As a preferred technical scheme, the concrete steps of constructing the model are as follows:

in the confrontation training branch, a local-D and a generator G of a local discriminator are constructed, the network structure of the local discriminator is divided into two parts, and a characteristic block module is added between the two parts; the first part receives an original image as input and extracts image features, the feature blocking module is responsible for processing the image features output by the first part into image block features, the second part receives the image block features as input and generates the final output of the local discriminator, the local-D task of the local discriminator is to correctly judge whether the blocked features come from a real image or a generated image, and the loss function of the branch is recorded as L_advIn a network against the original generationThe proposed countermeasure loss is consistent, and the specific expression is as follows:

where x is the true image sampled from the original data set, P_data(x)Is the distribution of the true data, z is the random noise sampled from the prior distribution, P_z(z)Is prior distribution, D is a local discriminator, G is a generator;

in the self-supervision compound task branch, a network architecture consistent with a local discriminator in an antagonistic training branch is used for building a classifier C, the classifier network is also divided into two parts, wherein the network architecture of the first part is the same as that of the first part of the local-D, the network architecture and the first part share network weight, the second part comprises three output heads of the classifier, the two heads are both formed by a full connection layer and respectively responsible for outputting the results of the rotation prediction task and the position prediction task, the third head is formed by a multi-layer perceptron comprising a hidden layer and responsible for outputting the results of the common feature extraction task, and the total loss function of the branch is recorded as L_CT。

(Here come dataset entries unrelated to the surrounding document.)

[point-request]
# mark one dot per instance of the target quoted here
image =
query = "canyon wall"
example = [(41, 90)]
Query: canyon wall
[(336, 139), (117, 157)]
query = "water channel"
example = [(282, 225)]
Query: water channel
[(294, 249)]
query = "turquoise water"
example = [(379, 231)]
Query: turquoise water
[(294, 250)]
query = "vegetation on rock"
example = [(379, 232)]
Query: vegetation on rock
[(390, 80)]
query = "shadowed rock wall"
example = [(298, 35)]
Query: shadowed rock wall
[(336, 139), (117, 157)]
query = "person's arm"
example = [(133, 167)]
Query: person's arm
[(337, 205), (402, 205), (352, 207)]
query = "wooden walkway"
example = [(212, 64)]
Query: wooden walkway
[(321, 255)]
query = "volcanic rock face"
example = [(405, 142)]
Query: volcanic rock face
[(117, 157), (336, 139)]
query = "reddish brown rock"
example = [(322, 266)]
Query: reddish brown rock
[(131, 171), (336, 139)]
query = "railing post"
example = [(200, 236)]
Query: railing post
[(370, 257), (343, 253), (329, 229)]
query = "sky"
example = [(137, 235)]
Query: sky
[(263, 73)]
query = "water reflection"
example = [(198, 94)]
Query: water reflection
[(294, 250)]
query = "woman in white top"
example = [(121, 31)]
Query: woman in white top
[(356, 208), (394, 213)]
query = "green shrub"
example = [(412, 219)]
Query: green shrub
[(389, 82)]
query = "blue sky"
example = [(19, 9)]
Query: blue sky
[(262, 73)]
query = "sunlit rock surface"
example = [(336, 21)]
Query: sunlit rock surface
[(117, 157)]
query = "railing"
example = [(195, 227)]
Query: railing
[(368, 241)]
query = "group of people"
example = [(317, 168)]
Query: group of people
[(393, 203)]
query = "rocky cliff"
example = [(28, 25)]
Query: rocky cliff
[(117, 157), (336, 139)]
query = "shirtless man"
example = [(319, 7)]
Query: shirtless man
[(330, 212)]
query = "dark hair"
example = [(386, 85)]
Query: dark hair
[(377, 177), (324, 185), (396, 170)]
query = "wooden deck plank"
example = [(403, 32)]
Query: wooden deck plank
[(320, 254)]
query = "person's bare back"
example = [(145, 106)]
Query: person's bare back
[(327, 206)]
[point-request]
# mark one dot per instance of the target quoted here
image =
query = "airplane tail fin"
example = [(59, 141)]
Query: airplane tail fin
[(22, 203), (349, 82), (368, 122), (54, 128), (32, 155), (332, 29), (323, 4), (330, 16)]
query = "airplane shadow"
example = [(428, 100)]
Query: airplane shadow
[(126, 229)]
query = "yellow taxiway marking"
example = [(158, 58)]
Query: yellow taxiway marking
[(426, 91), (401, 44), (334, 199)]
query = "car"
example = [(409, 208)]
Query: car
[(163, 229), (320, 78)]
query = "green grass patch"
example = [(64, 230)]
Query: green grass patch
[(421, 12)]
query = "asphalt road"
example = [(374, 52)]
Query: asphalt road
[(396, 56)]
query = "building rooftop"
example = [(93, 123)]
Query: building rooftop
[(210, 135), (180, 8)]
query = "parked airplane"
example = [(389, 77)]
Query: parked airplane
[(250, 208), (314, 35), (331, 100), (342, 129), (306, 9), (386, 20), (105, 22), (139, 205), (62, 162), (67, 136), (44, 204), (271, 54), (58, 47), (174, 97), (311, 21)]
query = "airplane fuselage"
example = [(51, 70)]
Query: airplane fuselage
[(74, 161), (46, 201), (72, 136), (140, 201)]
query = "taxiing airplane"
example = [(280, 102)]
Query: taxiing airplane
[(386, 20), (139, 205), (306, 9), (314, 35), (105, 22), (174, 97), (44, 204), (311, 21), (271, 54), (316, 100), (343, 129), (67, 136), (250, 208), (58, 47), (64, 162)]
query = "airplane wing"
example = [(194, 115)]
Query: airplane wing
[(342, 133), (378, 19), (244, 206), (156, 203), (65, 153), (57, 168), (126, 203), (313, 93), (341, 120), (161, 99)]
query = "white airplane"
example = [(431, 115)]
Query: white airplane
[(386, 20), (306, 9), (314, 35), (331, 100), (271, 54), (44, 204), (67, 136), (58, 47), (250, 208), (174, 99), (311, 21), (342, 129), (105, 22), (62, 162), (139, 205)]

As an optimal technical scheme, a plurality of loss functions are adopted for the branch of the self-supervision compound task to carry out combined optimization, and the total loss function L of the branch of the self-supervision compound task_CTIs defined as:

L_CT＝L_rot+L_loc+L_cFE

wherein L is_rot、L_loc、L_CFERespectively representing rotation prediction task loss, position prediction task loss and common feature extraction task loss;

recording the real rotation label of each image block in the spliced image as l_{r_gt}The true position label is l_{l_gt}The rotation label predicted by the classifier for the image block is l_rPredicted position label is l_lAnd a group of vectors output by the multilayer perceptron in the shared feature extraction task is marked as v₁,v₂,…,v_{k.k＝n×4}Using binary cross entropyCalculating the loss of the rotation prediction and the position prediction, and calculating the similarity between different block characteristics by using cosine similarity, wherein the calculation formula of the loss of the three tasks is as follows:

L_rot＝CrossEntropy(l_r,l_{r_gt})

L_loc＝CrossEntropy(l_l,l_{l_gt})

wherein tau is a temperature coefficient, n is a training batch size, C_iAnd representing a set of subscripts corresponding to homologous image blocks of the ith image block, wherein I is an indication function, when a judgment condition is met, the function value is 1, and otherwise, the function value is 0.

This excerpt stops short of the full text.